Right 5: A right to receive personal data which you have provided to us in a structured, commonly used and machine readable format. You also have the right to require us to transfer this personal data to another organisation.
Right 6: A right to object to our processing of personal data held by us about you.
Right 7: A right to withdraw your consent where we are relying on it to use your personal data. Note that a withdrawal of consent will not affect the lawfulness of processing based on consent before its withdrawal.
Right 8: A right to ask us not to use information about you in a way that allows computers to make decisions about you and ask us to stop. 
In certain circumstances, we may need to restrict your rights in order to safeguard the public interest (e.g. the prevention or detection of crime) and our interests (e.g. the maintenance of legal privilege). 

Keeping personal data up-to-date

Data protection law requires us to take reasonable steps to ensure that any personal data we process is accurate and up-to-date. Employees are responsible for informing us of any changes to the personal data that they have supplied during the course of their employment.

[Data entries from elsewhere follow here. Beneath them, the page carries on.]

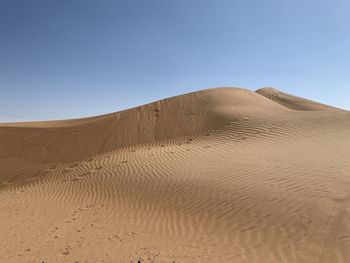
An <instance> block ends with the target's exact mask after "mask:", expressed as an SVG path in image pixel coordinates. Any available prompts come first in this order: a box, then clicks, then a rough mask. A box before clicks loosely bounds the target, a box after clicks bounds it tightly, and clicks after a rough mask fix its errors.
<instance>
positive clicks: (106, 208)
mask: <svg viewBox="0 0 350 263" xmlns="http://www.w3.org/2000/svg"><path fill="white" fill-rule="evenodd" d="M0 218H1V225H0V237H1V239H0V240H1V241H0V242H1V243H0V262H138V261H140V262H169V263H172V262H176V263H177V262H201V263H202V262H247V263H250V262H277V263H280V262H306V263H312V262H317V263H320V262H321V263H329V262H344V263H345V262H350V112H348V111H344V110H340V109H336V108H333V107H330V106H326V105H323V104H319V103H316V102H312V101H309V100H305V99H302V98H298V97H295V96H292V95H289V94H286V93H282V92H279V91H277V90H275V89H271V88H264V89H261V90H258V91H257V92H252V91H248V90H245V89H237V88H218V89H209V90H203V91H199V92H194V93H189V94H185V95H182V96H177V97H172V98H168V99H165V100H161V101H157V102H154V103H151V104H147V105H143V106H140V107H137V108H133V109H130V110H125V111H122V112H117V113H112V114H107V115H103V116H97V117H91V118H85V119H77V120H66V121H50V122H32V123H3V124H0Z"/></svg>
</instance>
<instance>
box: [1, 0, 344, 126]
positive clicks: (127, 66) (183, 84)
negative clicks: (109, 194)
mask: <svg viewBox="0 0 350 263" xmlns="http://www.w3.org/2000/svg"><path fill="white" fill-rule="evenodd" d="M349 25H350V1H348V0H288V1H287V0H215V1H214V0H212V1H209V0H148V1H145V0H114V1H112V0H95V1H91V0H31V1H28V0H0V121H31V120H50V119H68V118H77V117H84V116H92V115H99V114H104V113H109V112H115V111H119V110H123V109H127V108H131V107H135V106H138V105H141V104H145V103H149V102H152V101H155V100H159V99H163V98H166V97H170V96H175V95H179V94H183V93H187V92H191V91H196V90H201V89H206V88H211V87H223V86H225V87H242V88H248V89H251V90H256V89H258V88H261V87H266V86H268V87H275V88H278V89H279V90H282V91H285V92H288V93H291V94H294V95H298V96H301V97H306V98H309V99H313V100H316V101H319V102H323V103H326V104H330V105H333V106H337V107H342V108H345V109H349V110H350V85H349V84H350V52H349V51H350V50H349V49H350V26H349Z"/></svg>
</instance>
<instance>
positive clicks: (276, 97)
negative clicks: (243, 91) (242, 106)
mask: <svg viewBox="0 0 350 263" xmlns="http://www.w3.org/2000/svg"><path fill="white" fill-rule="evenodd" d="M256 93H258V94H260V95H262V96H264V97H266V98H268V99H271V100H273V101H275V102H277V103H279V104H281V105H283V106H285V107H287V108H289V109H292V110H300V111H326V110H341V109H338V108H335V107H332V106H328V105H325V104H322V103H318V102H315V101H312V100H308V99H304V98H301V97H297V96H294V95H291V94H288V93H284V92H281V91H279V90H277V89H275V88H261V89H258V90H257V91H256Z"/></svg>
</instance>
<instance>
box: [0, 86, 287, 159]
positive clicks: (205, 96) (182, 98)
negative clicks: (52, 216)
mask: <svg viewBox="0 0 350 263" xmlns="http://www.w3.org/2000/svg"><path fill="white" fill-rule="evenodd" d="M284 111H286V109H285V108H284V107H282V106H281V105H278V104H276V103H275V102H273V101H271V100H269V99H266V98H264V97H263V96H260V95H259V94H257V93H255V92H252V91H249V90H245V89H238V88H217V89H209V90H203V91H199V92H193V93H189V94H185V95H181V96H176V97H172V98H168V99H164V100H161V101H157V102H154V103H150V104H146V105H143V106H140V107H137V108H133V109H130V110H125V111H122V112H117V113H112V114H108V115H103V116H97V117H92V118H86V119H77V120H68V121H50V122H33V123H9V124H0V149H1V150H0V157H1V158H7V157H16V158H24V159H29V160H32V161H41V162H43V161H46V162H49V161H73V160H80V159H83V158H87V157H89V156H93V155H96V154H99V153H102V152H106V151H111V150H114V149H116V148H118V147H125V146H131V145H135V144H144V143H148V142H154V141H157V140H164V139H172V138H177V137H184V136H193V135H196V134H197V135H198V134H204V133H205V132H207V131H208V130H210V129H211V128H213V127H215V125H217V124H219V123H222V122H225V121H230V120H237V119H240V118H244V117H246V116H248V115H254V114H257V113H258V114H262V115H266V116H268V115H269V114H271V113H273V114H276V113H278V112H284Z"/></svg>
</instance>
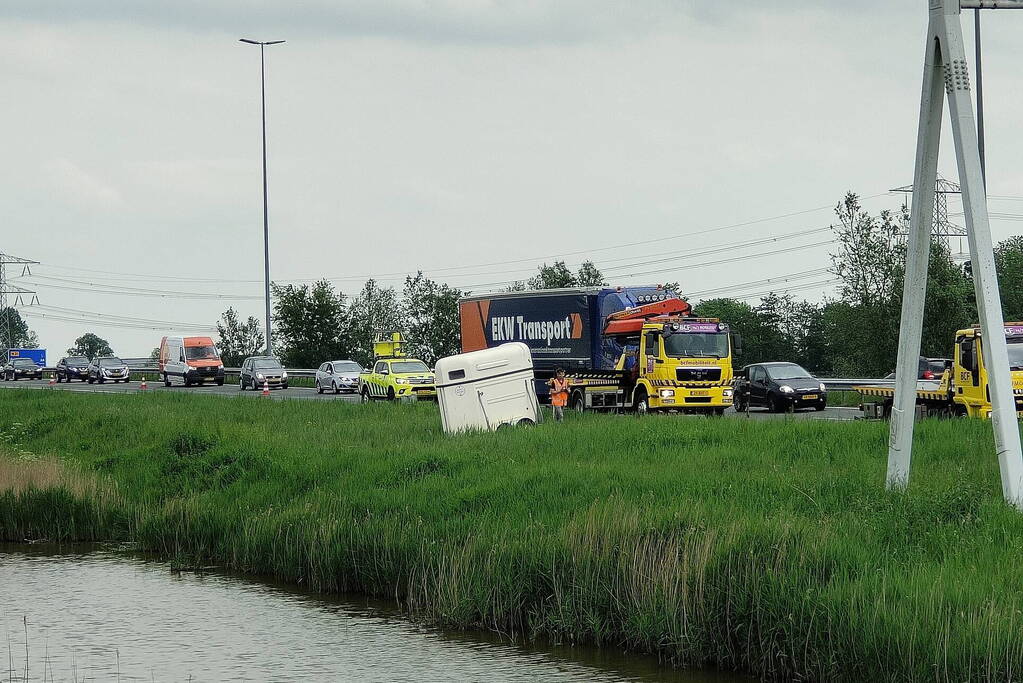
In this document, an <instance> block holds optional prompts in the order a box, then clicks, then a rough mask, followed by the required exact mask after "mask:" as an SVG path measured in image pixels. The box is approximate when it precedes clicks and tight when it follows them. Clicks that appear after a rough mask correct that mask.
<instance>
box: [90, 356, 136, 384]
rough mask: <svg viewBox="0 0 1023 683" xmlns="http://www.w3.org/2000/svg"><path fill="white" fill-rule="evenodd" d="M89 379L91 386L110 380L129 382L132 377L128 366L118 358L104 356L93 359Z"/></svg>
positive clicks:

Basic personal details can be updated in MyView.

How can I access my personal data?

As noted above, you have the right to access information held about you. Details are set out in our Data Protection Policy. Your right of access can be exercised at any time by contacting us at data-protection@ucl.ac.uk or Data Protection Officer, UCL Gower Street, London WC1E 6BT. 

Automated processing

UCL does not use automated processing and decision making without manual intervention. 

Who regulates the use of my personal information?

UCL maintains a data protection registration with the Information Commissioner's Office, the independent authority which oversees compliance with the UK's data protection laws. Our registration number is Z6364106 and this registration sets out, in very general terms, the full range of purposes for which we use student, staff and all other personal data. Please see the Information Commissioner's Office website for details.

Who do I contact with questions?

If you have any questions about your personal data and UCL that are not answered by this privacy notice then please consult UCL's data protection web pages here, where further guidance and relevant UCL policy documentation can be found. 

If you need further assistance, please contact UCL's Data Protection Officer: data-protection@ucl.ac.uk or Data Protection Officer, UCL Gower Street, London WC1E 6BT. 

If we are unable to adequately address any concerns you may have about the way in which we use your data, you have the right to lodge a formal complaint with the data protection authority in your country or our main data protection regulator, the Information Commissioner's Office. Full details may be accessed on the complaints section of the Information Commissioner's Office website.